Los premios y ayudas se otorgan por primera vez este año dentro del Programa de Impulso a la Comunicación Científica creado por el CSIC y la Fundación BBVA, y que ha nacido a raíz de la pandemia de COVID-19. Según comentó en su discurso el director de la fundación, Rafael Pardo, habitualmente solo de un 8 a un 10% del público sigue las noticias de ciencia. Esto explotó durante la pandemia, cuando la gente buscaba masivamente los avances científicos en la lucha contra el coronavirus.
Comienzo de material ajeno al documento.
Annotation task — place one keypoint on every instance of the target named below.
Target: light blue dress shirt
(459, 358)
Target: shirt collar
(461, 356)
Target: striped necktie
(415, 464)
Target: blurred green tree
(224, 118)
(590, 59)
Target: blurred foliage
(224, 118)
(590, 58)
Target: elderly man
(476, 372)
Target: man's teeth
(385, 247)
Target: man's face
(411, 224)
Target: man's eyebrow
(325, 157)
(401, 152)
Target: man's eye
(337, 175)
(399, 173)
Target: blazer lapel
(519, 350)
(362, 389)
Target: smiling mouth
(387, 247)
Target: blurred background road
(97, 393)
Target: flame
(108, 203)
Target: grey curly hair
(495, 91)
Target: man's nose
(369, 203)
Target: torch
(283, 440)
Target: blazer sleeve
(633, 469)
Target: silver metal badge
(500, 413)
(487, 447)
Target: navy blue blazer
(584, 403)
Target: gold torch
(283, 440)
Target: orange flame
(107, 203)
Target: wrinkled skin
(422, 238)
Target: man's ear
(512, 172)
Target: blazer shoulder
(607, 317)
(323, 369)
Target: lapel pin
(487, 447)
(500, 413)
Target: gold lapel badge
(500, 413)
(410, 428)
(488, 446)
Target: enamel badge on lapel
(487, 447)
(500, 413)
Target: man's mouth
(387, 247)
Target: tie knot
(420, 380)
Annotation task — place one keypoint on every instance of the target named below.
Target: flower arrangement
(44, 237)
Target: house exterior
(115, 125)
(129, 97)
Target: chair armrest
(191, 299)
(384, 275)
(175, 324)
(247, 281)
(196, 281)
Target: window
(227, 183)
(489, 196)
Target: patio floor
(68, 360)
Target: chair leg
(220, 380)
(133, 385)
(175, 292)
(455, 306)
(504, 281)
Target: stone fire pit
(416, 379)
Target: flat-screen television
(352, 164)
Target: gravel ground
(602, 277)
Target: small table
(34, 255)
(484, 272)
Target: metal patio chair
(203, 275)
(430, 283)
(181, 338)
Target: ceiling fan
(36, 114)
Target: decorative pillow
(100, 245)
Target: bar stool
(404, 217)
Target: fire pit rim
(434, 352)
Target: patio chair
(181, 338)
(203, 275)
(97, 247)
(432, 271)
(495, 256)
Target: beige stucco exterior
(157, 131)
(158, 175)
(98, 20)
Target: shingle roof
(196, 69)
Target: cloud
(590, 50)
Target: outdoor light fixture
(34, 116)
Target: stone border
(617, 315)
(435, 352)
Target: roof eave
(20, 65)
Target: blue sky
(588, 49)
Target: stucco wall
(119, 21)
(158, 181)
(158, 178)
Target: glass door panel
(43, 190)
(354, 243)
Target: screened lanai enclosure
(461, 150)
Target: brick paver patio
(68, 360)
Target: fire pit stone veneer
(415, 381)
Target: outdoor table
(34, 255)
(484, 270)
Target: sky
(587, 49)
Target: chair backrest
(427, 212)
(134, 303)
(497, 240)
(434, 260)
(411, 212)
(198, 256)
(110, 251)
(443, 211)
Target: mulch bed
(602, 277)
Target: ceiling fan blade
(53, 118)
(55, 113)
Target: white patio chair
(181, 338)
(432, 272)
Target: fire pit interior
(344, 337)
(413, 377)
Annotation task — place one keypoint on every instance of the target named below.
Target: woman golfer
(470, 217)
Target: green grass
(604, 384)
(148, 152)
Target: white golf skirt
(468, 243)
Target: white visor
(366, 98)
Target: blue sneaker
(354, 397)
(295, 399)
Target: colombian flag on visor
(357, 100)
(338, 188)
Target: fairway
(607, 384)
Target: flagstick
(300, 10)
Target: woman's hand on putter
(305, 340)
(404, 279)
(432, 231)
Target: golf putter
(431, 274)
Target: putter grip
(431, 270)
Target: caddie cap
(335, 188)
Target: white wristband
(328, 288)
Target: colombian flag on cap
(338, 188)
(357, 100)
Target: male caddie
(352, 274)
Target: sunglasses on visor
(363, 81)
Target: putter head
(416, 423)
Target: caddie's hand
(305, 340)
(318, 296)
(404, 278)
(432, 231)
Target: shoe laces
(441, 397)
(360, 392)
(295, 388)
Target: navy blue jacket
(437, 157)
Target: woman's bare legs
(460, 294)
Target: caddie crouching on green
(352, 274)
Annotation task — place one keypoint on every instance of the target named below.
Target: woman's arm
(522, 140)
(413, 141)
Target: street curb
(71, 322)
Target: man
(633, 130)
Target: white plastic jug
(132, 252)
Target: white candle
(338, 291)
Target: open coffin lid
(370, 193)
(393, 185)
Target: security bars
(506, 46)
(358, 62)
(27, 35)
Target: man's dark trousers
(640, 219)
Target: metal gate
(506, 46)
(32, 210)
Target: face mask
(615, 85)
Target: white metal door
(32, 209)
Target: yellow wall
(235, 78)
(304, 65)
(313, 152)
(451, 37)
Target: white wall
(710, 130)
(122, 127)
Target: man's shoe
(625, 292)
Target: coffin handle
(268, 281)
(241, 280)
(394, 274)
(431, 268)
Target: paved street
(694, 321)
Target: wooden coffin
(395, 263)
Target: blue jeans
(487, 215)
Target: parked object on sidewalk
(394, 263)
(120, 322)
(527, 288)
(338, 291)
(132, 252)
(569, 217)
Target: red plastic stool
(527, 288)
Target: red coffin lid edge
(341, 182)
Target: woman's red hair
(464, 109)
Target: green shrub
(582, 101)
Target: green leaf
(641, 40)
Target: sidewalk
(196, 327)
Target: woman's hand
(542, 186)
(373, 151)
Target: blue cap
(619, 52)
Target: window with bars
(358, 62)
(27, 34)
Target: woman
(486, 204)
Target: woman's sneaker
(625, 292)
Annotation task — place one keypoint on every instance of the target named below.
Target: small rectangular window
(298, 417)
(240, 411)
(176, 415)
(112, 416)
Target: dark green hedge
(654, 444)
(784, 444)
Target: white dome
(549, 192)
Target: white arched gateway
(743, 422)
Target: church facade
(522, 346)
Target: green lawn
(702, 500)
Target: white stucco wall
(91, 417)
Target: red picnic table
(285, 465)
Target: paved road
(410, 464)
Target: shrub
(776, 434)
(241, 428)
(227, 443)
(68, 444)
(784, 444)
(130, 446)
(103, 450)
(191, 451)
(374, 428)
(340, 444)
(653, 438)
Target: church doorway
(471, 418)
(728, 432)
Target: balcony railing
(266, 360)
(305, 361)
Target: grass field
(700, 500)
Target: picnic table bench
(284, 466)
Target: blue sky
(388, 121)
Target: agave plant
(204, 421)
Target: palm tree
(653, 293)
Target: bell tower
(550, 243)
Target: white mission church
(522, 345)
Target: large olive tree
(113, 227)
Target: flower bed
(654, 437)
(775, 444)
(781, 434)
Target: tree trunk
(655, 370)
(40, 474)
Los medios intensificaron sus espacios dedicados a este campo urgente de la ciencia, pero también proliferaron los bulos y las desinformaciones, por lo que el periodismo riguroso y la participación de los verdaderos expertos se hicieron más necesarios que nunca.

En la información de los medios sobre los aspectos científicos de la pandemia, ha destacado la labor de Materia, el grupo de periodistas de ciencia liderado por Patricia Fernández de Lis e integrado además por Manuel Ansede, Miguel Criado, Francisco Doménech, Nuño Domínguez, Daniel Mediavilla y Javier Salas; todos ellos antiguos compañeros en la finada sección de ciencias del diario Público, que fue disuelta cuando el periódico desapareció en su versión papel y se convirtió en otra cosa.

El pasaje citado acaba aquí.